Возможно, сей Транже и впрямь слыл превеликим жонглером, вольтижером и акробатом: зрители стонали от восторга, когда он устраивал вокруг себя круговерть из множества летающих предметов, совершал прыжки и кульбиты; а после раскачался и бросился в повешенный перед ним бумажный тамбур – и выскочил оттуда переодетый старухой.

Ангелина, надо признать, уделила представлению небольшое внимание: оглядывалась, силясь высмотреть Моршана, зная, что он где-то здесь. И ругала себя, что не воспользовалась мгновением и не ускользнула раньше…

И предчувствия ее не обманули: она увидела-таки Моршана!

Транже возвестил, что начинает смертельный аттракцион, гвоздь программы – хождение по потолку, – и нагнулся, цепляя к ногам железные крючья, похожие на длинные когти.

В это время два высоких человека, доселе помогавшие ему – то канат натягивали, то подавали обручи, сабли, кубы, необходимые для его жонглерского мастерства, и прочее, – теперь взяли каждый по охапке готовых к зажжению факелов и двинулись по лестничкам наверх, под самый купол, чтобы лучше осветить зрителям это самое хождение по потолку. На них Ангелина доселе не обращала никакого внимания, а сейчас, бросив мимолетный взгляд, едва не закричала: прямо к ней шел… Ламираль! Переодетый под циркового служителя, в остроконечном колпаке, меняющем, конечно, его лицо, но не до неузнаваемости. Но как не взбрело ей в голову на служителей раньше посмотреть?! Этот – Ламираль; второй, что поднимается сейчас по другой лестничке, – Сен-Венсен. А где же Моршан? На арене никого нет, кроме Транже… И тут Ангелина узнала наконец Моршана, и сердце ее приостановилось. Ну да, ведь все представление она пялилась куда угодно, только не на Транже. Весь вечер дорога к Меркурию была вовсе свободна, а она, Ангелина, повинуясь собственной глупости, держала себя на привязи!

И вот теперь-то ей не ускользнуть, Ламираль ее как пить дать увидит!

Она заерзала на доске, служившей сиденьем, но не было никакой возможности исчезнуть с глаз Ламираля!
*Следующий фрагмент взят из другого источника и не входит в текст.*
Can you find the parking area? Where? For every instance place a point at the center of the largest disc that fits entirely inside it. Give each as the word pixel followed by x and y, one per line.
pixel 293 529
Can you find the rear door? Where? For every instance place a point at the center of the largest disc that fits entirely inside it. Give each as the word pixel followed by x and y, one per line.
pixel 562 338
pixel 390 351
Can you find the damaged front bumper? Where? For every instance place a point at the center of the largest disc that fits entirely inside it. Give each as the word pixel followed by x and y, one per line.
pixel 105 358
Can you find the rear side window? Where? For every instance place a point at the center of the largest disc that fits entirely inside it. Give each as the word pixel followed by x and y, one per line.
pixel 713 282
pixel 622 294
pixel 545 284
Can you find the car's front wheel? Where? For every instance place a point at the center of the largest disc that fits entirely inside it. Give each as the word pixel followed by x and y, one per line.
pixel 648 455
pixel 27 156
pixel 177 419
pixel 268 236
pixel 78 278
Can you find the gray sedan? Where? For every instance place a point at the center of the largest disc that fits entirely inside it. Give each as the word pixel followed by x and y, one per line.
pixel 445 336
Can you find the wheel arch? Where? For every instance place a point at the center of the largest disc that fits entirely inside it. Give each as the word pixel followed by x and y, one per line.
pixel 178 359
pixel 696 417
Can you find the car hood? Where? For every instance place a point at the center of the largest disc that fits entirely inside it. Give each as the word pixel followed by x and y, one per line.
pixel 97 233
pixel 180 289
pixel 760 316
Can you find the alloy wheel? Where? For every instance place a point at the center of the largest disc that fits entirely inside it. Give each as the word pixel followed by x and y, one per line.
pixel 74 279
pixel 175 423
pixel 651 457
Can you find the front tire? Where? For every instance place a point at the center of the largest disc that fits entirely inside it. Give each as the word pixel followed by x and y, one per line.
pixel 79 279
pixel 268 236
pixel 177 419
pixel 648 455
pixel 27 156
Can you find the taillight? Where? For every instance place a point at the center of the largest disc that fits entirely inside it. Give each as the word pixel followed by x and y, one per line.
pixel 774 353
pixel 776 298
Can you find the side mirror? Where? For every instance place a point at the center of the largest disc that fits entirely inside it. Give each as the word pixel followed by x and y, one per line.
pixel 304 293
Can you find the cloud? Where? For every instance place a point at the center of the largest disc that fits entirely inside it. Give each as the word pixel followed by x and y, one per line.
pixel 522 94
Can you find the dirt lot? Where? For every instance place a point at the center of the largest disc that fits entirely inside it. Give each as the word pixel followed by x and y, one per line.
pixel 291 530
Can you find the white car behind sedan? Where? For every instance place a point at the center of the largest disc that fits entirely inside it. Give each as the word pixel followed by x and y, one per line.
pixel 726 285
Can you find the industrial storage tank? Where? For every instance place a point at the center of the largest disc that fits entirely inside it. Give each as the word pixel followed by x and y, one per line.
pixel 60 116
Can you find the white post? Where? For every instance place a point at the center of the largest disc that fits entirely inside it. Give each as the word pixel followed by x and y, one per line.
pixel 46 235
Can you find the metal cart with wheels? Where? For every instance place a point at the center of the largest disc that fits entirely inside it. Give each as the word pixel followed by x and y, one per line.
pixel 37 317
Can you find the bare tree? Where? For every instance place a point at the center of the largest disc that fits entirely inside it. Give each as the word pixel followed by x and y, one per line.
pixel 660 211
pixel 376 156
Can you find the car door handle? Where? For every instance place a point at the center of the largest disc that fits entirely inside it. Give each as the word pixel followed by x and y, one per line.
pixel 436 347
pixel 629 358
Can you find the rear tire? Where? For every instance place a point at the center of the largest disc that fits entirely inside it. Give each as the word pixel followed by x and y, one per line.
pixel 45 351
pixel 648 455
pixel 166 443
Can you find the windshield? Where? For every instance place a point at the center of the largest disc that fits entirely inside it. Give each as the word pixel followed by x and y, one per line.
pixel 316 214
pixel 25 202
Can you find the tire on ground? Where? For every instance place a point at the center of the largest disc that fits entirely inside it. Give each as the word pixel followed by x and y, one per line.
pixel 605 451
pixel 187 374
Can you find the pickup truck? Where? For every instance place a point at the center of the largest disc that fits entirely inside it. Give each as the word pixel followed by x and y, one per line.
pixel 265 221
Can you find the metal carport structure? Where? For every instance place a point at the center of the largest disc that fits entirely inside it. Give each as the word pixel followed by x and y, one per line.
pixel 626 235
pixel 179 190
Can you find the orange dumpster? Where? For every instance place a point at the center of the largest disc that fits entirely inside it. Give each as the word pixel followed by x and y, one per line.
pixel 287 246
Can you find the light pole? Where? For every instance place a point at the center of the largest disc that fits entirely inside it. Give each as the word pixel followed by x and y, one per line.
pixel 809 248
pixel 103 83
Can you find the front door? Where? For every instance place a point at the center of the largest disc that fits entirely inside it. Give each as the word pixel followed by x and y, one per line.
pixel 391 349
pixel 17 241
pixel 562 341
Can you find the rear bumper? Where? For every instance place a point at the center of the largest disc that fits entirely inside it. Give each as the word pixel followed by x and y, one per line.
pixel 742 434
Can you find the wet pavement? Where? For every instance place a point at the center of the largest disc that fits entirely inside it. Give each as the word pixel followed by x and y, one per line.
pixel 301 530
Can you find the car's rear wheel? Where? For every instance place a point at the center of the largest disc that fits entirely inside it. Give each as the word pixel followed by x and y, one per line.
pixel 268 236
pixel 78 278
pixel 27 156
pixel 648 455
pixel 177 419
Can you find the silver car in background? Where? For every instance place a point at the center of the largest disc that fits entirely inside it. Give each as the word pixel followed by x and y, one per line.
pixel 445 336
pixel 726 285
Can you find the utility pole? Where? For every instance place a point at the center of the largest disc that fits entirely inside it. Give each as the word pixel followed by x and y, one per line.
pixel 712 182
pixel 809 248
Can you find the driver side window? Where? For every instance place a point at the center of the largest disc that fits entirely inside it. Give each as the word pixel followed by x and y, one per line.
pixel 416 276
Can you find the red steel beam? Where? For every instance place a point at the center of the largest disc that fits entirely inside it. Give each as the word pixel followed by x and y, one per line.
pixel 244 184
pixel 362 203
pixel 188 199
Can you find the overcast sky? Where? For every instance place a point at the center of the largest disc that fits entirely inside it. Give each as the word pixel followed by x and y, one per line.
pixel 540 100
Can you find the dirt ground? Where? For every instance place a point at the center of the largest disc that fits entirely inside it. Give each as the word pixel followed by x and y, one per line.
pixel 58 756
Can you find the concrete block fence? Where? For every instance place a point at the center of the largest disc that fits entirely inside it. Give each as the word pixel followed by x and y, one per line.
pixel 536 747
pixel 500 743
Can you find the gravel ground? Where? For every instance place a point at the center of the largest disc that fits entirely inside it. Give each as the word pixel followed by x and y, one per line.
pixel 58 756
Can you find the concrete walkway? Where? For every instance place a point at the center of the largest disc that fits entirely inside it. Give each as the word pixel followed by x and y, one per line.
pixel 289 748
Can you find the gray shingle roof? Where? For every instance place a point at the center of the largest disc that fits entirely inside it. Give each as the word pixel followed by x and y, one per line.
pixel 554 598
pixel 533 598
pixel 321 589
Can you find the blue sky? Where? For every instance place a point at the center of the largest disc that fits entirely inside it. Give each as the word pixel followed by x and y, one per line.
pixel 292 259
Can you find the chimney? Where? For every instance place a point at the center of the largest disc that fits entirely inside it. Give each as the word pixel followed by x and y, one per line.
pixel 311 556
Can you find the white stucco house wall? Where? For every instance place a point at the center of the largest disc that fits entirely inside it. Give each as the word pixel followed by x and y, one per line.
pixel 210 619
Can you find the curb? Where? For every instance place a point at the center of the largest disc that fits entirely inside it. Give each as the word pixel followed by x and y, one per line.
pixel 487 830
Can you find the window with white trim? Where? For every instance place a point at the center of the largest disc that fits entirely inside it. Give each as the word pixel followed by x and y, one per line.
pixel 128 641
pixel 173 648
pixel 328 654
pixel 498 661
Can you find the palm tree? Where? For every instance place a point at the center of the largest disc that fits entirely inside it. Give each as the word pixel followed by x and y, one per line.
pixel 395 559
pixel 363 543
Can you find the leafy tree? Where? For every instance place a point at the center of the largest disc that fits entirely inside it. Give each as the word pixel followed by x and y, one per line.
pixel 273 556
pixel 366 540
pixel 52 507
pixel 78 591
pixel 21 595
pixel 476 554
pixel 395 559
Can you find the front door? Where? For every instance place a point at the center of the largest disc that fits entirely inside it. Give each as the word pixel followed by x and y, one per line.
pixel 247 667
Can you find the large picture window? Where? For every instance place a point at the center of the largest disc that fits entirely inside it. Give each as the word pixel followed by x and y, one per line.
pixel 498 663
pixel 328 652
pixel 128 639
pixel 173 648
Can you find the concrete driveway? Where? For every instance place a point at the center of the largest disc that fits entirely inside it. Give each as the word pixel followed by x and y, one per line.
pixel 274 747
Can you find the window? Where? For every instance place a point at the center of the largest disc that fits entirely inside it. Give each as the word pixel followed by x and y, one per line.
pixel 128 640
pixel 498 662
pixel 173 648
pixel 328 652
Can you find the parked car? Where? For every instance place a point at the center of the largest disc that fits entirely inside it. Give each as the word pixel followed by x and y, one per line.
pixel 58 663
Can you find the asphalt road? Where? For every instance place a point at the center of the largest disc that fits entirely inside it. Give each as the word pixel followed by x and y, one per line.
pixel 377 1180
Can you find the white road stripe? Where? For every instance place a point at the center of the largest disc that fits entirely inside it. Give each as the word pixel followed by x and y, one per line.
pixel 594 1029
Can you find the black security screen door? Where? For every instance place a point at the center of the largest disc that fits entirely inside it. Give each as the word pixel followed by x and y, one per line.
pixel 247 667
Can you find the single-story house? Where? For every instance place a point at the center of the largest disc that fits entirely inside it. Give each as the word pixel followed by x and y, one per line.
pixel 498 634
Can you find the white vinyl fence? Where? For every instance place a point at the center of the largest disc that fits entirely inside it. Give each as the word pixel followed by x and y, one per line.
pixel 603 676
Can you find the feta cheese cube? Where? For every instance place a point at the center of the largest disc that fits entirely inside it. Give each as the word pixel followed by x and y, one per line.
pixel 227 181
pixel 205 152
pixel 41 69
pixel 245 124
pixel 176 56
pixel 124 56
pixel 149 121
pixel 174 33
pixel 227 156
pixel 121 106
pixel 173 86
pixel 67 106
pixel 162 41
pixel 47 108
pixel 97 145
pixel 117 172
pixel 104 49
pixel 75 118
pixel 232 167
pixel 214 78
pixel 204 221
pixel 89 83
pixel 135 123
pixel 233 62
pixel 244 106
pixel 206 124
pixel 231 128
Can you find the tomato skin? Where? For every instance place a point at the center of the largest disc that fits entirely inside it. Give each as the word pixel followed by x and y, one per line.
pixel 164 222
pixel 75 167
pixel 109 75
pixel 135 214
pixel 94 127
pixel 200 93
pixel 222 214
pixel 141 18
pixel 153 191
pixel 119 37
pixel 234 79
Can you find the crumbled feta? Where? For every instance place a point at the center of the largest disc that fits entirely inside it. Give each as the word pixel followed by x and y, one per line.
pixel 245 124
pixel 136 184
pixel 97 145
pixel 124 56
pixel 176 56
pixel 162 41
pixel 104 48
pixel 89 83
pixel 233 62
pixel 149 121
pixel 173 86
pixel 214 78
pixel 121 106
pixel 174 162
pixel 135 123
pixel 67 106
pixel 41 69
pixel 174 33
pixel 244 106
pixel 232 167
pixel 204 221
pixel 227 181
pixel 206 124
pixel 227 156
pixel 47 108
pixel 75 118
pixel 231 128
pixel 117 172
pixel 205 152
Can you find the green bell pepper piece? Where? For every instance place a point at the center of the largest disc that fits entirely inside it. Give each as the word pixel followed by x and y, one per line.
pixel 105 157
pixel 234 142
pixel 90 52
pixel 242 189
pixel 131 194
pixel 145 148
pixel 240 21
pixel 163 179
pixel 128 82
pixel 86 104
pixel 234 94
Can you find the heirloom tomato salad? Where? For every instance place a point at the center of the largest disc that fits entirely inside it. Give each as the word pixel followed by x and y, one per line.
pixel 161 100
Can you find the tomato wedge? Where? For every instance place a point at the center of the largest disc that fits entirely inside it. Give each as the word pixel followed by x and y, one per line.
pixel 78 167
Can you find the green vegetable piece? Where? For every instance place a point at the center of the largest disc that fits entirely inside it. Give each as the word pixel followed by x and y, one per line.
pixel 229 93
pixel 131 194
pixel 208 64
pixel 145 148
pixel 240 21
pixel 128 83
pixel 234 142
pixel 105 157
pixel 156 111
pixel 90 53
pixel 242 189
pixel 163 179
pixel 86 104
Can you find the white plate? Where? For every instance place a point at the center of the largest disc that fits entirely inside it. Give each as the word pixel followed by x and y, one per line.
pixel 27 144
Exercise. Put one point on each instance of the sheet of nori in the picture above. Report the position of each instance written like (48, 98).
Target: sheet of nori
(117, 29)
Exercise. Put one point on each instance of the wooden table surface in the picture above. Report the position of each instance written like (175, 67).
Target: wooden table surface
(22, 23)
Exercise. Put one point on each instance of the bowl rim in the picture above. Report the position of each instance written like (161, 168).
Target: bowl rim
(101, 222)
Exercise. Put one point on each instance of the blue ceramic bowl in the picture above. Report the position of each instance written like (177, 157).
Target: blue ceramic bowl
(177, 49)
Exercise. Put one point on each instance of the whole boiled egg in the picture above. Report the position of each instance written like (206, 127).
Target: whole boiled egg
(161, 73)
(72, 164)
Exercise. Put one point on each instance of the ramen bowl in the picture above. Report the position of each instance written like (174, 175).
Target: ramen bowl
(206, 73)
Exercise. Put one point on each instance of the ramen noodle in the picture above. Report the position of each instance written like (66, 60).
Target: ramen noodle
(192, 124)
Вдруг чьи-то руки схватили ее за плечи и так дернули, что Ангелина едва не опрокинулась навзничь, а в следующее мгновение к губам ее прижались чьи-то горячие губы; и хоть она была ошеломлена почти до потери сознания, все-таки оставшейся толики его хватило, чтобы понять: Ламираль прошел мимо, не узнав Ангелину, а развязный молодчик спас если не жизнь ее, то уж репутацию – наверное. Ангелина, одним рывком высвободившись из наглых рук, обернулась и в негодовании только закипела: «Ты смеешь?..» – как осеклась, уставившись в узкие серо-стальные глаза, глядевшие на нее сурово, точно приказывая что-то… В незабываемые глаза, хоть видела она их в жизни всего только дважды, сначала на волжском берегу, а потом в закутках дома мадам Жизель, – глаза Никиты Аргамакова, ибо рядом с нею сидел не кто иной, как он.

* * *

– Быстро! – шепнул Никита. Он стиснул ее руки до боли. – Беги за ним! Смотри, что будет делать! Только тихо, ради Христа!

И он так пихнул ее в бок, что Ангелина едва не слетела с лавки, однако удержалась и послушно ринулась вверх, вслед за Ламиралем, который куда-то сгинул.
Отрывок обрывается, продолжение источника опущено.